# Veri-Code
A framework for code to specification generation using large language models, based on Supervised Fine-Tuning (SFT) and Reinforcement Learning (RL).



![Overall Pipeline](assets/pipeline.png)

## Table of Contents
- [Installation](#installation)
- [Dataset and Model](#dataset-and-model)
- [Training](#training)
- [Evaluation](#evaluation)
- [SFT Training](#sft-training)
- [Reference](#reference)

## Installation
We recommend using conda for environment setup:

```bash
conda create -n vericode python=3.10
conda activate vericode

pip install torch==2.6.0

# Install FlashAttention (make sure your CUDA and PyTorch versions match)
wget https://github.com/Dao-AILab/flash-attention/releases/download/v2.7.4.post1/flash_attn-2.7.4.post1+cu12torch2.6cxx11abiFALSE-cp310-cp310-linux_x86_64.whl
pip install flash_attn-2.7.4.post1+cu12torch2.6cxx11abiFALSE-cp310-cp310-linux_x86_64.whl

pip install -r requirements.txt
```

## Dataset and Model
- The Python2Dafny dataset is located in the dataset/ directory.

- SFT and RL model checkpoints can be downloaded from https://huggingface.co/ReFormDafny.

Available checkpoints:

- SFT : sft_0.5B, sft_1.5B, sft_3B, sft_7B, sft_14B

- RL fine-tuned model: 14B-RL-entropy

Available datasets:

- Python2Dafny: 18k

- DafnyComp: 300

These dataset are in json format.
If you want to use the whole 18k data or your own json data for training, you can use 
```bash
python -m src.data_preprocess
```
to transform these json format data to parquet files for training.


## Training

To train using reinforcement learning (RL), you must first obtain a supervised fine-tuned (SFT) model. Download a checkpoint (e.g., sft_0.5B) and set MODEL_PATH in train.sh accordingly.

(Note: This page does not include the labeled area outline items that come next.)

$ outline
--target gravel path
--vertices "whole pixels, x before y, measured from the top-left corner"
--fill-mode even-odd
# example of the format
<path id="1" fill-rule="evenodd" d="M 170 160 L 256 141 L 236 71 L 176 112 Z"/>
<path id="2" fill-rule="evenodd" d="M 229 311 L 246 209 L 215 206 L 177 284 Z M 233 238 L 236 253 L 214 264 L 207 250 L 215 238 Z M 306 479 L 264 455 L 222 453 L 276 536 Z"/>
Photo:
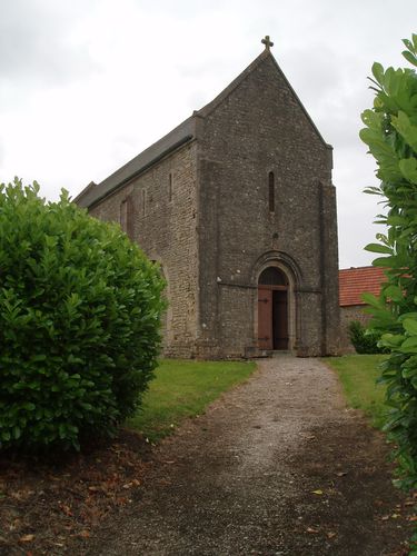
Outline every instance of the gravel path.
<path id="1" fill-rule="evenodd" d="M 139 499 L 89 554 L 406 554 L 385 454 L 322 363 L 262 360 L 156 449 Z"/>

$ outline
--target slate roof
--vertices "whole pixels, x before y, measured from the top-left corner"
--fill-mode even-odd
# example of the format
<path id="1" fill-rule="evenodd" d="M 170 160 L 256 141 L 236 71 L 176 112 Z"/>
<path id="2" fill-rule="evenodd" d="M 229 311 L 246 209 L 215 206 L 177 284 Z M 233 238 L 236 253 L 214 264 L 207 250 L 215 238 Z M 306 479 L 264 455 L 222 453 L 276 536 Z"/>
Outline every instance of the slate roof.
<path id="1" fill-rule="evenodd" d="M 196 110 L 192 116 L 180 123 L 178 127 L 172 129 L 168 135 L 159 139 L 156 143 L 151 145 L 148 149 L 143 150 L 140 155 L 135 157 L 132 160 L 127 162 L 125 166 L 116 170 L 111 176 L 106 178 L 100 183 L 91 182 L 87 186 L 76 198 L 75 202 L 80 207 L 91 207 L 98 201 L 107 197 L 112 191 L 116 191 L 125 183 L 131 179 L 139 176 L 141 172 L 147 170 L 150 166 L 158 162 L 161 158 L 172 152 L 177 148 L 181 147 L 192 139 L 197 139 L 197 117 L 205 118 L 217 108 L 217 106 L 222 102 L 264 60 L 271 58 L 277 71 L 281 75 L 285 82 L 294 93 L 295 98 L 299 102 L 301 109 L 306 113 L 308 120 L 310 121 L 312 128 L 315 129 L 321 141 L 331 149 L 332 147 L 327 145 L 322 139 L 320 132 L 316 128 L 311 118 L 309 117 L 307 110 L 302 106 L 302 102 L 297 97 L 291 85 L 288 82 L 287 78 L 282 73 L 282 70 L 278 66 L 276 59 L 268 49 L 265 49 L 231 83 L 224 89 L 220 95 L 218 95 L 208 105 L 202 107 L 200 110 Z"/>
<path id="2" fill-rule="evenodd" d="M 385 282 L 384 269 L 378 267 L 345 268 L 339 270 L 339 305 L 366 305 L 360 295 L 365 291 L 379 295 L 380 286 Z"/>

The dataset used for training and evaluation is Python2Dafny by default.

### Hyperparameters 
- reward_model.score_version: [0.4,0.4] for Subset reward, [0.8, 0.0] for naive reward
- actor_rollout_ref.actor.use_kl_loss=True and actor_rollout_ref.actor.kl_loss_coef=0.01 for KL loss, False and 0.0 for no KL loss
- actor_rollout_ref.actor.entropy_coeff=0.01 for entropy loss, 0.0 for no entropy loss



### Single-node training

```bash
bash train.sh
```

### Multi-node training
We use ray for multi-node training.

```bash
bash train_multi_node.sh
```



## Evaluation

![Scaling law](assets/scaling_law.png)
![Rollout-128](assets/pass_128_results.png)

To evaluate the model, please input the log directory of the model you want to evaluate. The default folder name for the log directory is `logs` if you use the default training script.
```bash
python -m src.evaluation --workers 96 --folder_name logs/YOUR_LOG_DIR
```

Evaluation logs (in JSON format) will be saved to the `eval_logs` folder by default.

To visualize results:

```bash
python src.plot --file_list eval_logs/YOUR_SCORE_JSON_FILES --training_length TRAINING_LENGTH
```

Here, `TRAINING_LENGTH` can be the number of validation times (number of dafny files in your log) minus 1.


## SFT Training
If you want to train the SFT model by yourself, please refer to `LLaMA-Factory/README.md` for details.

## Reference
This repository build on top of [LLaMA-Factory](https://github.com/hiyouga/LLaMA-Factory) and [Verl](https://github.com/volcengine/verl). 

The `verl/` directory is primarily copied from the Verl repository. We made modifications in the directory `verl/trainer/` and `verl/utils/reward_score/`.

## Citation

This work is under double-blind review and the citation link will be posted soon.